Originally posted by The Korean
That's not one I've heard of. Explanation please.
I think it's when everyone puts their finger on their nose, and whoever is last to do it has to do whatever.
Never heard it called the Nose Game though.
SpunGirl
03-02-2005, 01:35 PM
Originally posted by Latrinsorm
Originally posted by SpunGirl
I'm frankly a little worried that I have something in common with a religious zealot. :scared:I wear underwear too. HA!! RESISTANCE IS FUTILE!! :heart:
No comment. :grin:
-K
Latrinsorm
03-02-2005, 03:39 PM
:O
Also, an addition to the code.
1020340. The first game of Spring Training is on or above the level of importance of your wedding.
Warriorbird
03-02-2005, 03:45 PM
My grandpa was in a sailboat race while my grandma was having my dad.
Latrinsorm
03-02-2005, 03:50 PM
Did he win?
Edaarin
03-08-2005, 10:06 PM
Modifying the following:
Only acceptable time when a man is allowed to cry:
When a heroic dog dies to save his master.

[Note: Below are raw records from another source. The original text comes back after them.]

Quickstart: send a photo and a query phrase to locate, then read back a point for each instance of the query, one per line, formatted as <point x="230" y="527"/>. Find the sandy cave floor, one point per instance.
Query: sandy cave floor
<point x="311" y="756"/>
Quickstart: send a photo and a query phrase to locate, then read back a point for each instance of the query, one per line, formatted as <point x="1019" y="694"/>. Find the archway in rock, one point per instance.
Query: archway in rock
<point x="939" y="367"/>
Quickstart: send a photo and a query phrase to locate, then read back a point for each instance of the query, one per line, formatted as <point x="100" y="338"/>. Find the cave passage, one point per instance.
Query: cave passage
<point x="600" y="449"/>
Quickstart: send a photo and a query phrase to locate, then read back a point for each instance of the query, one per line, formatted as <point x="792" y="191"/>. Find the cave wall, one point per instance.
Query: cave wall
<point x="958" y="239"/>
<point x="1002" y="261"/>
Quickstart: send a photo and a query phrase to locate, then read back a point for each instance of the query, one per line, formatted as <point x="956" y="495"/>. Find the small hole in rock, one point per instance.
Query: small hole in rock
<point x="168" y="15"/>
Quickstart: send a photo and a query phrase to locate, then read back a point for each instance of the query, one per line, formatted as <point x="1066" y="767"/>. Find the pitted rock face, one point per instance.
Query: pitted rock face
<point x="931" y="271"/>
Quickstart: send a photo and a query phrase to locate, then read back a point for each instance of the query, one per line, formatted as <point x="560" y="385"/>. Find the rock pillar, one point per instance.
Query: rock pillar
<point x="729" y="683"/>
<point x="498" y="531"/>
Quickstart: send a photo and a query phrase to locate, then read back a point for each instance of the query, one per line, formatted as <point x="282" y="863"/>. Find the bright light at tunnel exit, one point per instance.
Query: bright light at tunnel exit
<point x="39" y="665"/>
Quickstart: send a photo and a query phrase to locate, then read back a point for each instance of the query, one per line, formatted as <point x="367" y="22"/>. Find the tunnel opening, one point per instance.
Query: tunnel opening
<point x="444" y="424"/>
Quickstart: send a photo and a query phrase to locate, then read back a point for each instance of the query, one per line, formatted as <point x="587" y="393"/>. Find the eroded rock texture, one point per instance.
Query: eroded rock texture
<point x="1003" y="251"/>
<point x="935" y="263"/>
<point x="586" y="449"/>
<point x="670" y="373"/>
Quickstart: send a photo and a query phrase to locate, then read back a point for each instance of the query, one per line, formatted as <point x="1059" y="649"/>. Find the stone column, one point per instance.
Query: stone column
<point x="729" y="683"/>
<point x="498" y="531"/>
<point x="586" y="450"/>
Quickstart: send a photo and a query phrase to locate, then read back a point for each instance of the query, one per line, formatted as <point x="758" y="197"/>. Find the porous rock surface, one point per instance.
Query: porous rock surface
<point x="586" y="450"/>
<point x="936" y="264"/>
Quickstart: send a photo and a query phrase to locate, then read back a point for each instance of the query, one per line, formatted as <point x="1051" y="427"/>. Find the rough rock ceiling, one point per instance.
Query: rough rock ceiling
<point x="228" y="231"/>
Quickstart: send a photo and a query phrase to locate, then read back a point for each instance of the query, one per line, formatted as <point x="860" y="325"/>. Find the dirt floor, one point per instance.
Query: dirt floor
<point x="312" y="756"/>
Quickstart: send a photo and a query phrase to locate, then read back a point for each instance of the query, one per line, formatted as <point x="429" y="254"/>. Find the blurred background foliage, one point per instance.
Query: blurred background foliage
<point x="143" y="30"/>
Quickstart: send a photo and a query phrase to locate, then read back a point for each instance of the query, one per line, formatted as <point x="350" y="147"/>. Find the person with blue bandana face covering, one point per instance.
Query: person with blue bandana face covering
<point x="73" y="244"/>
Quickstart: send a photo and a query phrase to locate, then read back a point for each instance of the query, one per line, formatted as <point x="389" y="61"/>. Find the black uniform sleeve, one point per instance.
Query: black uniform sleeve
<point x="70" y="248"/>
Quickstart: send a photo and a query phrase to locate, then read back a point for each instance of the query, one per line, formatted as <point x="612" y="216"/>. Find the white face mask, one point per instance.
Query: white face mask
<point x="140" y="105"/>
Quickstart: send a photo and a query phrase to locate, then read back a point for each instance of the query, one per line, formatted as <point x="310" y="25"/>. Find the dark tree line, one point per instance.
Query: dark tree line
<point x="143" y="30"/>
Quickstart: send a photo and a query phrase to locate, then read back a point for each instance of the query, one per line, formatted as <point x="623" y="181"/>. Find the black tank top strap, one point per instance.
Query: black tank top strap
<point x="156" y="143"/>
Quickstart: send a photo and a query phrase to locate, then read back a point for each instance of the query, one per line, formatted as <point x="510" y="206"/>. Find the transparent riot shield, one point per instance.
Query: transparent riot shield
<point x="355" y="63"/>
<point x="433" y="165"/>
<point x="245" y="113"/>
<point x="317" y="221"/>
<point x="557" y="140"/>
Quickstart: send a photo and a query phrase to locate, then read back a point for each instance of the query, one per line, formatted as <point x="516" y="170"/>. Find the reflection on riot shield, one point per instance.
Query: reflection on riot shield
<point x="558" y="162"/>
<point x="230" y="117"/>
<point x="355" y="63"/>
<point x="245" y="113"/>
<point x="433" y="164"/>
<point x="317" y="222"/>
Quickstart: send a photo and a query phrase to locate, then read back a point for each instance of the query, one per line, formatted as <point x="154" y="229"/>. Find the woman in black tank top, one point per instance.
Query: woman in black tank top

After being struck in the testicles with anything moving fast than 7 mph.
When your date is using her teeth.
The day Anna Kornikova chooses a husband.
to include
When watching Apollo Creed die in Rocky IV. THROW IN THE F***ING TOWEL. I still haven't gotten over this.
Warriorbird
03-08-2005, 10:32 PM
Came in second. Still it was the Mackinaw Island race.... which is the quintessentiel manly sailboat race.